Model overfits and does not improve on validation accuracy

Hi there,
I am building a feedforward network for a binary text classification task. Here’s my model:

  def __init__(self, output_size, embedding_dim, hidden_size, dropout=0.2):
    super(FeedForward, self).__init__()
    self.embedding = nn.Embedding.from_pretrained(embedding_matrix)
    self.linear_relu_stack = nn.Sequential(
      nn.Linear(in_features=embedding_dim, out_features=hidden_size),
      nn.ReLU(),
      nn.Dropout(p=dropout),
      nn.Linear(in_features=hidden_size, out_features=hidden_size//2),
      nn.ReLU(),
      nn.Dropout(p=dropout),
      nn.Linear(in_features=hidden_size//2, out_features=output_size),
      nn.Sigmoid()
    ) 

  def forward(self, input):
    emb = self.embedding(input)
    emb = torch.sum(emb, dim=1)
    out = self.linear_relu_stack(emb)
    return out

model = FeedForward(OUTPUT_SIZE, EMBEDDINGS_DIM, HIDDEN_SIZE, 0.5).to(device)
print(model)

OUTPUT:

  (embedding): Embedding(204775, 300)
  (linear_relu_stack): Sequential(
    (0): Linear(in_features=300, out_features=512, bias=True)
    (1): ReLU()
    (2): Dropout(p=0.4, inplace=False)
    (3): Linear(in_features=512, out_features=256, bias=True)
    (4): ReLU()
    (5): Dropout(p=0.4, inplace=False)
    (6): Linear(in_features=256, out_features=1, bias=True)
    (7): Sigmoid()
  )
)

I am training using 64-batch. I have 1,276,686 rows in train set and 159,586 rows in validation set. I am using FastText word embeddings, and use loss_function = nn.BCELoss() and
optimizer = torch.optim.Adam(model.parameters(), lr=1e-4, weight_decay=1e-7).
Now, the problem is that my model tends to overfit quickly after a few epochs. I have tried training in shuffled mini-batches, decreasing the complexity of the model, add stronger dropout and higher weight decay. But no matter what I do, the model will always overfit once the training accuracy gets to around 81% and the validation loss will go up. The model will not improve and go any further than 81% on validation data. How should I approach this issue?

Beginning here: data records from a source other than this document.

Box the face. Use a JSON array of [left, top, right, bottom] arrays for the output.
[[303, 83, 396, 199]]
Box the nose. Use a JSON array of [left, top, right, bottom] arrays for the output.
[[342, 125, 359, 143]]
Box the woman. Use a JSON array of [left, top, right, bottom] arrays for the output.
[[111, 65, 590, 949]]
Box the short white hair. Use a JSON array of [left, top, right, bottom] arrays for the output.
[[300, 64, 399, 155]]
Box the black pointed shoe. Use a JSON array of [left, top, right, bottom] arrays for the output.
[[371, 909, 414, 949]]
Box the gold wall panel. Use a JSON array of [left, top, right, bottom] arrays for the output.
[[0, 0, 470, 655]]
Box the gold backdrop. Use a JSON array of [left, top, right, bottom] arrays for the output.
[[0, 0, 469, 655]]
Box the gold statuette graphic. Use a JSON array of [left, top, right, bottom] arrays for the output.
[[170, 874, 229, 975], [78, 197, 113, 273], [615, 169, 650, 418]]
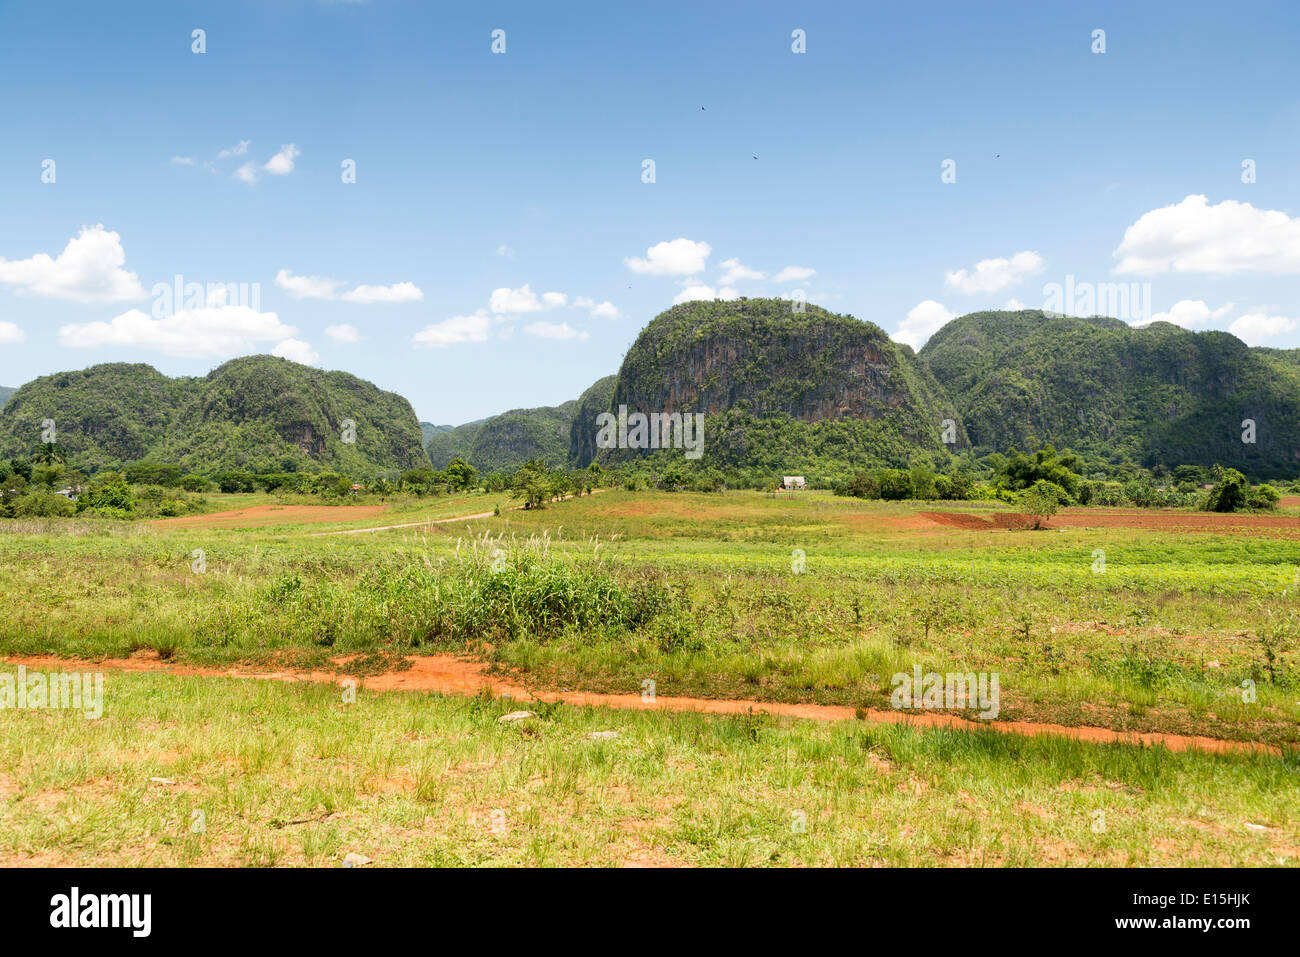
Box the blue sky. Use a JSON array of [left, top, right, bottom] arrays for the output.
[[1, 0, 1298, 423]]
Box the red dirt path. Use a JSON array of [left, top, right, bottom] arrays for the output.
[[2, 653, 1275, 757]]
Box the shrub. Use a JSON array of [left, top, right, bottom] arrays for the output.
[[1205, 469, 1249, 512], [1248, 483, 1280, 511], [1016, 479, 1069, 529]]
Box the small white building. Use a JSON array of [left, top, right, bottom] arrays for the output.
[[782, 476, 806, 490]]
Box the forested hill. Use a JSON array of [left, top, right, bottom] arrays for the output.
[[571, 298, 962, 471], [919, 310, 1300, 474], [0, 356, 429, 474], [6, 304, 1299, 480]]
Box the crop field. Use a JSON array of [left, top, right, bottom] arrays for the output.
[[1, 490, 1297, 867]]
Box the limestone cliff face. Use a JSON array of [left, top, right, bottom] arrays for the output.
[[571, 299, 963, 465]]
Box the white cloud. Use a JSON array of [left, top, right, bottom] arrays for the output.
[[524, 321, 588, 341], [489, 284, 544, 313], [263, 143, 300, 176], [275, 270, 421, 303], [271, 338, 319, 365], [625, 238, 712, 276], [892, 300, 955, 349], [0, 225, 146, 302], [590, 300, 622, 319], [233, 161, 259, 184], [59, 305, 296, 358], [1114, 195, 1300, 275], [324, 324, 361, 343], [1004, 298, 1028, 310], [496, 244, 515, 258], [340, 282, 423, 304], [945, 251, 1045, 294], [0, 322, 25, 344], [1134, 299, 1234, 330], [275, 269, 344, 300], [719, 258, 765, 284], [412, 311, 493, 348], [487, 284, 564, 313], [672, 285, 739, 304], [218, 139, 250, 158], [772, 265, 816, 283], [573, 296, 594, 308], [1227, 312, 1299, 345], [170, 156, 194, 166]]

Here is my training graph of loss: (validation is orange, train is blue)


And accuracy:

As far as I am concerned, your plots like as expected as it gets :). That your test/validation loss will stop improving at some point simply means that your test/validation data is in some sense different from the training data. In other words, your test/validation just “looks” different from your training data, which is in practice normally the case.

In some sense this means that you don’t have enough data so that any split into training/validation/test sets will yield sets the “look” the same. Again, this is more the exception in practice.